What we learned at OpenWorld 2017

Oracle Plane with Blue Angels

It’s been a great week at OpenWorld this year, and especially fascinating if, like us, you follow the latest technology trends. Because this year Oracle really nailed all the relevant buzzwords, and then some! AI, Chatbots, Blockchain, Cloud… this was the theme of the conference. Then Oracle took it to another level and also included a new partnership with Slack. Yes, Enterprise software is looking decidedly cool these days. And with it, Oracle sent a huge message to the market. That while many other vendors are doing aspects of what Oracle does: nobody does it all, other than Oracle. The sheer breadth of their product portfolio is something else. Now, all they have to do is show that their depth can match their breadth.

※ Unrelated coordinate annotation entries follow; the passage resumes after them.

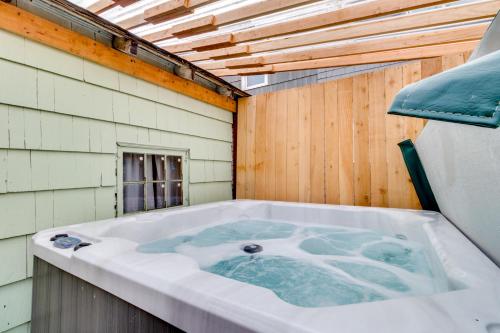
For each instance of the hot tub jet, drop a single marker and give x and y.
(252, 248)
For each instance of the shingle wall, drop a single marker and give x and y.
(60, 120)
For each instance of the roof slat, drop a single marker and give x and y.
(357, 59)
(433, 37)
(356, 12)
(436, 17)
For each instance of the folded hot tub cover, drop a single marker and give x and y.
(468, 94)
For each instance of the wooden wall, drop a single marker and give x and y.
(332, 142)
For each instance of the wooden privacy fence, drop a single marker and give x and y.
(332, 142)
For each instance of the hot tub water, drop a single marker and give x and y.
(311, 266)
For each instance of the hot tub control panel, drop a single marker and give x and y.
(64, 241)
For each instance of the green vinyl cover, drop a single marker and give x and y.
(468, 94)
(418, 176)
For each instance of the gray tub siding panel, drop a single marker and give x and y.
(65, 303)
(61, 119)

This is also a far cry from Workday, who recently announced their intent to open up their platform for developers. Given how far ahead of Workday Oracle is, it’s hard to imagine Dave Duffield’s company ever catching Oracle in this race. Workday’s one strength appears to be its HCM SaaS product, but Oracle appears to be getting stronger and stronger in this area too. You’d imagine that being a one-trick pony would eventually catch up to Workday, but we shall see.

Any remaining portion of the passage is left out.